The latest round of the Secretary-level discussions between both countries on the technical issues, which have been raised by Pakistan regarding construction of the Kishenganga and Ratle hydroelectric power plants within the framework of the Indus Waters Treaty, took place on September 14-15 in Washington.
The statement added, “Both countries and the World Bank appreciated the discussions and reconfirmed their commitment to the preservation of the Treaty”.
“The World Bank remains committed to act in good faith and with complete impartiality and transparency in fulfilling its responsibilities under the Treaty, while continuing to assist the countries,” it added.
The Pakistani delegation, headed by Secretary Water Resources Division Arif Ahmed Khan and comprising Secretary of Water and Power Yousuf Naseem Khokhar, High Commissioner of Indus Waters Treaty Mirza Asif Baig and Joint Secretary of Water Syed Mehar Ali Shah attended the talks.
The Indian side was led by the Union Water Resources Secretary Amarjit Singh, while representatives from Ministry of External Affairs, Power, India’s Indus Water Commissioner and Central Water Commission were also part of the delegation.
On August 1, Pakistani and Indian officials met under the supervision of the World Bank, which said the talks on the treaty were held in a spirit of goodwill and cooperation.

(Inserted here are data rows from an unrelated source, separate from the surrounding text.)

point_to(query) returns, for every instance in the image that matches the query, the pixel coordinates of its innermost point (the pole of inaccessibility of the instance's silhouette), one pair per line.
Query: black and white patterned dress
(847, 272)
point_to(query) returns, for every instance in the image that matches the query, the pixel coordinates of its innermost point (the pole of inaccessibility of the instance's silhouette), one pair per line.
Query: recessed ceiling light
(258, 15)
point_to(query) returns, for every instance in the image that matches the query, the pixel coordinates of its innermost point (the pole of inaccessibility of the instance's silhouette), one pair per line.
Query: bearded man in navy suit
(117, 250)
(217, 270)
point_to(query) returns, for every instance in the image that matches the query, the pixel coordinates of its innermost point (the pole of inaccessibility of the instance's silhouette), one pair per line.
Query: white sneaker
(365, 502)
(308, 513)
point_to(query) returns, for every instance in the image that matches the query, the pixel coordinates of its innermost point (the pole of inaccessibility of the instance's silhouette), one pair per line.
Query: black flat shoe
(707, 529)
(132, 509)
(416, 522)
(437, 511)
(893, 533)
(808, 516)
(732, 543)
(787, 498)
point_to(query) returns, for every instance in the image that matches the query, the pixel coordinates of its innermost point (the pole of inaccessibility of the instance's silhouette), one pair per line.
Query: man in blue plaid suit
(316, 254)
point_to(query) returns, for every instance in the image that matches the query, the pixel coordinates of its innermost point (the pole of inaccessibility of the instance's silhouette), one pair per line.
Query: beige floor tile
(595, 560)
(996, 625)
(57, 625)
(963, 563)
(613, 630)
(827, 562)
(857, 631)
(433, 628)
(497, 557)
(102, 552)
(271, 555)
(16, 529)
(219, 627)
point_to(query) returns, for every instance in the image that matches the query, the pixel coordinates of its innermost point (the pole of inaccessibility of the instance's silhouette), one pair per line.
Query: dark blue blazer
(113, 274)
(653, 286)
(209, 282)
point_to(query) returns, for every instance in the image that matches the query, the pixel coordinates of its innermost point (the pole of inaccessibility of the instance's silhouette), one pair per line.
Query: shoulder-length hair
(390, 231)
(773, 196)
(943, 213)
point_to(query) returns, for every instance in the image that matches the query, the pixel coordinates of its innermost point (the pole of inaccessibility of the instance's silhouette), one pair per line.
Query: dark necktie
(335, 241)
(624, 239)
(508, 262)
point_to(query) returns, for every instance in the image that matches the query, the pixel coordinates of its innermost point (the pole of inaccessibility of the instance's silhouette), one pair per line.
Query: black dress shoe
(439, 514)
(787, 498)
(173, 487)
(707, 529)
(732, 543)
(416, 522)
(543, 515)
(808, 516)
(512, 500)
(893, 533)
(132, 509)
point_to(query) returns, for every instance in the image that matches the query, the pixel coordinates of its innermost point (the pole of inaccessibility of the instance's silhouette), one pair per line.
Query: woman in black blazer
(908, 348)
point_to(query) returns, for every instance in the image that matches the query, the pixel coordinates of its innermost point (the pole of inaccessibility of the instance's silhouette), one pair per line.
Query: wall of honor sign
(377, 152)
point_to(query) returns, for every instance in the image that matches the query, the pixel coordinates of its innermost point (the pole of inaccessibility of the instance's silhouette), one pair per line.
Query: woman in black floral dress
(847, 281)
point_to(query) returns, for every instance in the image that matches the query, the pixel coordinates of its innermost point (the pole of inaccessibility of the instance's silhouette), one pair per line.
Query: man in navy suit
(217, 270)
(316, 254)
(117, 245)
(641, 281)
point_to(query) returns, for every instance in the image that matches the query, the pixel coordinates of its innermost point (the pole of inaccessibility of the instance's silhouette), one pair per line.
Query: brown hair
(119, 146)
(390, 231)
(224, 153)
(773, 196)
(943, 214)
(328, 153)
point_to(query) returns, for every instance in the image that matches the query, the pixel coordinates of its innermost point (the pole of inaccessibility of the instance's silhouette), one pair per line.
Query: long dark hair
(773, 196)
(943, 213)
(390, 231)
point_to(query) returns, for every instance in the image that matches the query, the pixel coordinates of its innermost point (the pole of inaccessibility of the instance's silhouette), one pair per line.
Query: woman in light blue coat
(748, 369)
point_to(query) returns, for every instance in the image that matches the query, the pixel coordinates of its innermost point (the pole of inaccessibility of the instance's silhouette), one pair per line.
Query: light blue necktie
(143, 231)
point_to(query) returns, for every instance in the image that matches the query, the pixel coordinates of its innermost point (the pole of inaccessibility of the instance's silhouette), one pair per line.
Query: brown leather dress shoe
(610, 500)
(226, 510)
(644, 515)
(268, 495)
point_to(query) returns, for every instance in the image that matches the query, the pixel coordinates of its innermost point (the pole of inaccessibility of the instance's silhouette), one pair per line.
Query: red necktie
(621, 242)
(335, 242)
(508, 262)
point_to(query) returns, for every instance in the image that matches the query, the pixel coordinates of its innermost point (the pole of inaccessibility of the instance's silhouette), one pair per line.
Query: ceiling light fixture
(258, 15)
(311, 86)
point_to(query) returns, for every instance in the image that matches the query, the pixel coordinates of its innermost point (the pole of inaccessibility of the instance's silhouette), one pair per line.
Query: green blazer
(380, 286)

The Indus Water Treaty signed in 1960 deals with water distribution and sharing of the six rivers of the Indus basin, of which the three eastern rivers Beas, Sutlej, Ravi were allocated to India and the three western rivers Jhelum, Chenab and Indus to Pakistan. The World Bank had brokered the agreement and have a role in dispute resolution. It was also responsible for the provision of funds to both countries that would allow them to construct several dams and canals to fulfill their needs.
Pakistan claimed that India had violated the treaty by constructing two hydroelectic power plants named Kishenganga and Ratle on the western rivers named Chenab and Jhelum, which had been allocated to Islamabad under the water treaty.
However, the neighbouring country is interpenetrating a term “other uses” used in the treaty’s content as a permission for construction of power plants.
But Pakistan rejects the Indian interpretation and it has requested the World Bank to set up a Court of Arbitration to address the concerns.
Meanwhile, India is not ready to accept Pakistan’s proposal regarding Court of Arbitration but asking for deputing a neutral expert to settle the matter.